By Dr Karen Nyangara
COL Adviser: Gender
International Girls in ICT Day 2025 was celebrated on 24 April under the theme “Girls in ICT for inclusive digital transformation”. The day is observed to draw attention to the critical need for more girls and women in the ICT sector, according to UN Women.
Information and communication technologies are critical tools and resources for social change. Through their use, we can address society’s most significant challenges – climate change, emergent global health issues, conflict and poverty. Each of these issues intersects with and impacts men and women differently. Therefore, the solutions need to be framed considering a gender lens that allows both men and women to develop and use the technologies for creating a more sustainable and equitable future for all.

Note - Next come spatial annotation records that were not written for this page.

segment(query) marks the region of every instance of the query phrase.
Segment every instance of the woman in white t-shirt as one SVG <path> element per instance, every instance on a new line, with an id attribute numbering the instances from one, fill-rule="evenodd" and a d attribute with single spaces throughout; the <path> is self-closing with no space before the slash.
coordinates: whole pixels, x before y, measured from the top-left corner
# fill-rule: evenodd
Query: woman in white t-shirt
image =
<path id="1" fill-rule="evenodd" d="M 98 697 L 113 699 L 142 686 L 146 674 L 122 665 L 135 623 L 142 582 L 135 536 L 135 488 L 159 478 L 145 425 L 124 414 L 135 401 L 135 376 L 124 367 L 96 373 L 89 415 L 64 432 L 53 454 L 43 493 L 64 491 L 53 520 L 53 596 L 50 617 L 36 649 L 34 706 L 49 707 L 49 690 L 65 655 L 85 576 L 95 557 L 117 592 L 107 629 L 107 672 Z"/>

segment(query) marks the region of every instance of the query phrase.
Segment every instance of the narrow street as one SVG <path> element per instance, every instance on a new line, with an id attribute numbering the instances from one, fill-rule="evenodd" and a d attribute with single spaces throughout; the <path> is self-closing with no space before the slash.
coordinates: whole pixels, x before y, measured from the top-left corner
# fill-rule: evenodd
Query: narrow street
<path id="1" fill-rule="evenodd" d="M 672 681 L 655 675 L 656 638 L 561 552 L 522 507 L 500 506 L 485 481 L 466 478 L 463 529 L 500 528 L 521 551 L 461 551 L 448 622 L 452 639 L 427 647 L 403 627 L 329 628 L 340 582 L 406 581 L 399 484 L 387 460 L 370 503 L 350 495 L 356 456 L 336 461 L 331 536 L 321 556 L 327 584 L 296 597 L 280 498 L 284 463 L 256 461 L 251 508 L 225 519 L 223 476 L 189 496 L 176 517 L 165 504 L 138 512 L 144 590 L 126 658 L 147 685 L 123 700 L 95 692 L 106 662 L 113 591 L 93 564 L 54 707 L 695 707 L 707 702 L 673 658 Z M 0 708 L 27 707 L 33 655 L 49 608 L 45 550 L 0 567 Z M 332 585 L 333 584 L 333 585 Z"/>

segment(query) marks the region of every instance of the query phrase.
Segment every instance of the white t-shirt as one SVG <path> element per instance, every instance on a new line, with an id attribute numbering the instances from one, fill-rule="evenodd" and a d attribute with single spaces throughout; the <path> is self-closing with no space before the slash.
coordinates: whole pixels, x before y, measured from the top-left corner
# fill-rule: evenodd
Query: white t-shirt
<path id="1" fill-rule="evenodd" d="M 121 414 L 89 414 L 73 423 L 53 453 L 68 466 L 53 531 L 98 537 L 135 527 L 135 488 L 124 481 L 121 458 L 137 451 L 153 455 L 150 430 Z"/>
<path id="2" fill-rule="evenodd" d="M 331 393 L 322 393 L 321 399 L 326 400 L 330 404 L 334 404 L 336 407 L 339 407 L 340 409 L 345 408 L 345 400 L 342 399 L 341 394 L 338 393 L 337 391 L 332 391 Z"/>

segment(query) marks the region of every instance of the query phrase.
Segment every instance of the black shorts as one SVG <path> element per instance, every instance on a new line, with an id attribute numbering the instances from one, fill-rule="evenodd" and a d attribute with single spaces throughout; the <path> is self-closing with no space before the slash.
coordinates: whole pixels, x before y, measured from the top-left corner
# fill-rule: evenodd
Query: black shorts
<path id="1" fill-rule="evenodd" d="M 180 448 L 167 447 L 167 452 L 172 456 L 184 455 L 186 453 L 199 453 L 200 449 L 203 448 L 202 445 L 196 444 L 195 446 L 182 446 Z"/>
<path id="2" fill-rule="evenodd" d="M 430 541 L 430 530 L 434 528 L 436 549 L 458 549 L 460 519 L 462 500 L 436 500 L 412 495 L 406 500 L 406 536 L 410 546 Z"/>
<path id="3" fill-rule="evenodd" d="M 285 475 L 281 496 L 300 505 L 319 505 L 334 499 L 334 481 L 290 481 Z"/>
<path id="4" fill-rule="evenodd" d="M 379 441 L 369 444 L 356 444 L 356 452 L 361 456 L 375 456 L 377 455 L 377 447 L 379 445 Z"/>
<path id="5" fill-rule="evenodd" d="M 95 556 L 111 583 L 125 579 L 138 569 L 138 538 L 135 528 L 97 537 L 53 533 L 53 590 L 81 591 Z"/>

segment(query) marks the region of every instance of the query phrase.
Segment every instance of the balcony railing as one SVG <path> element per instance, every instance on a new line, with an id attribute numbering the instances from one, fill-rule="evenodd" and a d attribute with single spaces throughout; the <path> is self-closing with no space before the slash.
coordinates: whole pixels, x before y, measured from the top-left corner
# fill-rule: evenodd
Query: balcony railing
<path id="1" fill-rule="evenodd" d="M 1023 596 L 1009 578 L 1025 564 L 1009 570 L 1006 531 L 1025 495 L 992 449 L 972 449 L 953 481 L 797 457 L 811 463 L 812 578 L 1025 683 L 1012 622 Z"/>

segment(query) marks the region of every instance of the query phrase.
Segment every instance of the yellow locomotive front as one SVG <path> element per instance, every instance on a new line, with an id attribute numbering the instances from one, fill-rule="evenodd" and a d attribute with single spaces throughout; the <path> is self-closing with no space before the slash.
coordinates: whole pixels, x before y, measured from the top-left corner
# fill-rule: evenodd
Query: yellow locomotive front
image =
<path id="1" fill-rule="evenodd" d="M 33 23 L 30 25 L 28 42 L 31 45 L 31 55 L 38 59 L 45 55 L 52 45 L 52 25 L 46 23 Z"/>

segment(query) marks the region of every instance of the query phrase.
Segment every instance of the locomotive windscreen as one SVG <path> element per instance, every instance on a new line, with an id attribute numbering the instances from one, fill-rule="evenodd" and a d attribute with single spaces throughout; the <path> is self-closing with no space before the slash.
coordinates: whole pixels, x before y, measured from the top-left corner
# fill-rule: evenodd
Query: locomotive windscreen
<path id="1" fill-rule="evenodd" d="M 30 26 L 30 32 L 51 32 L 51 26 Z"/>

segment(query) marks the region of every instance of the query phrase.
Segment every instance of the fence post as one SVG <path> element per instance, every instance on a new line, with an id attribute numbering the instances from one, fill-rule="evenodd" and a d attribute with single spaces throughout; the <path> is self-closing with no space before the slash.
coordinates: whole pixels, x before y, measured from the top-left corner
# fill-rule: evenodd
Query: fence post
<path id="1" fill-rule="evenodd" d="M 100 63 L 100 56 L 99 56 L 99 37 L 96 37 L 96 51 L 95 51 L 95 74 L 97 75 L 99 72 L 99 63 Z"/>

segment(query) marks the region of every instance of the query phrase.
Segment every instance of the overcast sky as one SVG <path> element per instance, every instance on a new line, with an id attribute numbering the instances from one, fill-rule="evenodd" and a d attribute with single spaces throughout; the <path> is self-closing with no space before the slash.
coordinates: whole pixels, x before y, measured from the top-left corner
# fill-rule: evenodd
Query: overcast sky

More girls and young women need to access ICT for education and training and their livelihoods. Some of the data on access looks promising. The 2023 Global Education Monitoring (GEM) report: Technology in education: a tool on whose terms? indicates that two-thirds of the poorest households in low- and lower-middle-income countries own a mobile phone, and that two-thirds of all people use the internet. Students in many countries are increasingly using technology to learn. However, teachers feel hampered by the lack of digital technology and training, and female role models in science, technology, engineering, and mathematics (STEM) are still lacking in many schools. Globally, only one-third of all STEM graduates from tertiary institutions are female. Despite advances in digital connectivity and technology-based training and education, girls and women remain underrepresented in the ICT employment sector.
The need to surmount the challenges in making ICT accessible and getting more girls and women interested in ICT-related careers needs to be underscored. The World Economic Forum Future of Jobs Report 2025 themed “The jobs of the future – and the skills you need to get them” shows that technological literacy, AI and big data, networks and cybersecurity are needed more rapidly than any other skills in the next five years, no matter one’s career path. For example, with commerce and finance increasingly online, entrepreneurs without good technological skills are disadvantaged in business and are more susceptible to cybercrime. Teachers play a central role in equipping students with foundational knowledge and skills through ICT and inspiring them to pursue careers in STEM.
By harnessing the potential of technologies for open, distant and lifelong learning, the Commonwealth of learning acts as a catalyst for the transformation of education. Through its Commonwealth Digital Education Leadership Training in Action (C-DELTA) programme, COL equips trainers with the skills to promote digital education and help other teachers integrate ICT in teaching and learning. Through the Virtual University for Small States of the Commonwealth (VUSSC) initiative, COL aims to strengthen mathematics education in the Caribbean, equipping teachers with innovative strategies to enhance student learning outcomes in mathematics.
As part of COL’s Teacher-in-the-Loop AI (Til-AI) project, COL’s regional centre, the Commonwealth Educational Media Centre for Asia (CEMCA), conducted a boot camp for mathematics teachers in India to leverage generative AI to design OER to teach challenging concepts in mathematics. The project also aims to increase girls’ participation in STEM. Under the Skills for Work Initiative, COL works with national partners, Qualification Authorities (QA) and TVET institutions to build capacity of practitioners for blended TVET practice, using technology for authentic assessment, skilling, reskilling and upskilling. COL’s GIRLS Inspire initiative conducts training in eMobile course development for NGO trainers to curate training materials targeting young women in community education, financial literacy, entrepreneurship, and farming.
Empowering teachers and trainers in formal and non-formal institutions to use technology in teaching increases personalisation and interaction of the learning experience. Students taught by these teachers develop digital literacy, can access a wider range of learning resources, and are motivated to use technology daily. COL’s work is rooted in inclusive digital transformation, which can only result in more girls taking up ICT-based careers and livelihoods.